Under The Rainbow: A Mother’s Experiences Of The Promises Of God, by Catherine Campbell
As the second book I have read from Northern Irish minister’s wife Catherine Campbell , and the second one involving rainbows, it should be clear that for Mrs. Campbell, rainbows are a personal sign of God’s grace that she has taken to heart. Unlike the previous book I read of hers, this book is not a devotional but rather the memoir of her experiences as the mother to two sweet but highly disabled girls (named Cheryl and Joy) who were not long for this world but whose patience in the midst of immense and crippling and ultimately fatal difficulties proved to be an inspiration for many. From its beginning poem to its closing epilogue, this book is a heart-tugging account of a mother’s love and a struggle to have faith in God despite immense challenges.
In this book one seeks a wide variety of ways that human beings cope with immense grief, including having a supportive family and group of friends, as well as as a larger social network of supporters. Likewise, the author remains sensitive to cues from songs and conversations, which show a great up and down feeling, showing the author to essentially be an emotional person. Some of the things that the author draws comfort in (including a specific interpretation of a verse in 2 Samuel that I would strongly disagree with) would not mean the same to me, but her drawing comfort from the Bible in general (including Psalm 139 ) and from music is something I can definitely relate to personally.
One thing that makes this book easy to read from an intellectual standpoint, even if it is a tough book to read emotionally, is that it is written in a very straightforward chronological fashion.

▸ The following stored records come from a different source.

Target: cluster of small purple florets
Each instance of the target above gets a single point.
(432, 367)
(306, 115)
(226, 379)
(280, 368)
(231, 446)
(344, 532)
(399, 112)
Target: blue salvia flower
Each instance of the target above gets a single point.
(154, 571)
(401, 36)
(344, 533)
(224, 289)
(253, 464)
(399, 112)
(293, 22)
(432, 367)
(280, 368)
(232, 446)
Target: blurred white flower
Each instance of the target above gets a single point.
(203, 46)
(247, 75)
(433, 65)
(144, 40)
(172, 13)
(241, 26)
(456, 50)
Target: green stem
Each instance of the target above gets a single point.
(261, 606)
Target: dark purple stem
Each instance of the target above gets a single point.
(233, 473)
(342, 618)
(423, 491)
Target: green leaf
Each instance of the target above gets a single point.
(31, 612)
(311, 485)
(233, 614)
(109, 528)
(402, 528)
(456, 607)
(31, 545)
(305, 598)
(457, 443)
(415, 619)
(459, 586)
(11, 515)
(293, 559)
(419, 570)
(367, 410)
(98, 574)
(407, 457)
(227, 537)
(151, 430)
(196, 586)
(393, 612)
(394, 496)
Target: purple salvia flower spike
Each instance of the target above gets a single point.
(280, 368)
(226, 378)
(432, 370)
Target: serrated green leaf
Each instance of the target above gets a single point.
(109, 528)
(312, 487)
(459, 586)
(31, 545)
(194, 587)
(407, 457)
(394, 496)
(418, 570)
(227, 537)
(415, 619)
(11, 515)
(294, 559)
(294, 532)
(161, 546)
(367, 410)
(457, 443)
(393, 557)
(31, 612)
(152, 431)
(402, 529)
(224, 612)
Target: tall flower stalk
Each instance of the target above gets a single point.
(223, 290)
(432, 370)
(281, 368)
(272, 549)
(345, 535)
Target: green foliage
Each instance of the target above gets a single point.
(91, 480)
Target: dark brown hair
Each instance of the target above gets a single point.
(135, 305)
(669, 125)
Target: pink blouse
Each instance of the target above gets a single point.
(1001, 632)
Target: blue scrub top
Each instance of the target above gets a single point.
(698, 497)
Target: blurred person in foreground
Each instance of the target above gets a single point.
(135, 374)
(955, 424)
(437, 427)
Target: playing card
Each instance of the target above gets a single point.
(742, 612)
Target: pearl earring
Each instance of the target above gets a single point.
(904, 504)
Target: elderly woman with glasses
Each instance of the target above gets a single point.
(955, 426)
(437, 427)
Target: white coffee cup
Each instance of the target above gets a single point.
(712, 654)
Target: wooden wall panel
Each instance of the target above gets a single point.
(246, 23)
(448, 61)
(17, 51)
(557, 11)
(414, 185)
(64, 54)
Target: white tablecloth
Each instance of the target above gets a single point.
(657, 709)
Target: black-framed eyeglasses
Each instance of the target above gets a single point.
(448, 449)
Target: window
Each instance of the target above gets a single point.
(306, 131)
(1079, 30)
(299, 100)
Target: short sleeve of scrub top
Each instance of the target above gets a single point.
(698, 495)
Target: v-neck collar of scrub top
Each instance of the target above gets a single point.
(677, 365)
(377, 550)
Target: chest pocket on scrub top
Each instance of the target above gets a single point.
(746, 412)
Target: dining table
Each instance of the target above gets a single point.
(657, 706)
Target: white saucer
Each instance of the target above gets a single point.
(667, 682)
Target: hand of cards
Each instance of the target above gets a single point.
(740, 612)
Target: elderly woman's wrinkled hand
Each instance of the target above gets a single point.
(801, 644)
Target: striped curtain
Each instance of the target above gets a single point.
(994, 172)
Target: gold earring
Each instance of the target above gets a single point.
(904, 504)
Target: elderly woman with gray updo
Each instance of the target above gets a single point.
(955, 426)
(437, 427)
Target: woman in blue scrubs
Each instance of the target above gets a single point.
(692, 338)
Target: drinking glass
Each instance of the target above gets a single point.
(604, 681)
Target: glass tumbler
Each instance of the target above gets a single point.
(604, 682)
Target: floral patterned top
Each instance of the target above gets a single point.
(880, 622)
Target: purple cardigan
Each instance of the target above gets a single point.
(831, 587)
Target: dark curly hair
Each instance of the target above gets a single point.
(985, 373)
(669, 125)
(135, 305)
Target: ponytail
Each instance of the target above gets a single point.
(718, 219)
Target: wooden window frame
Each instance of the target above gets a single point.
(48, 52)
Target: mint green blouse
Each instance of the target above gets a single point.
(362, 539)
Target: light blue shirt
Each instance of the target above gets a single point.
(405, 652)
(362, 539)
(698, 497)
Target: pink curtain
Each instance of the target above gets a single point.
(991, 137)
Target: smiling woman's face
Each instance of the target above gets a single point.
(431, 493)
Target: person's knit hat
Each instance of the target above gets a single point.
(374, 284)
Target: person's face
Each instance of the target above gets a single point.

In dealing with the griefs of my own life, I would have been more tempted to organize it thematically or turn it into a giant and difficult puzzle for others to work out, but she writes her grief openly and honestly. The book was originally written and published in 1999 with a largely Northern Irish audience, and though I did become an adult in 1999 (I know, it seems so long ago), I do not think I would have related to the novel then as I do now, even though I still have no wee ones of myself. I am simply at a different place in my life now than I was as a teenager, a place in life that certainly leads me to have much more understanding of the grief of loss and the way that our deep struggles build in us a nobility of character than be created no other way.
Although this book is a tear-jerker, it is a worthwhile book that should attract a sympathetic audience especially from parents or those profoundly interested in parenting. It is clearly written from the perspective of the author, but is full of generally sympathetic views and insights about how her own private grief led her into greater compassion on others, and her work to make the world a better place for those who suffered like her sweet and tender-hearted daughters, innocents with whom it is impossible not to sympathize. For essentially being an honest but deeply sympathetic work, this work ought to encourage those who wrestle with ridicule for themselves or loved ones because of being unusual or different, a curse many of us have to deal with.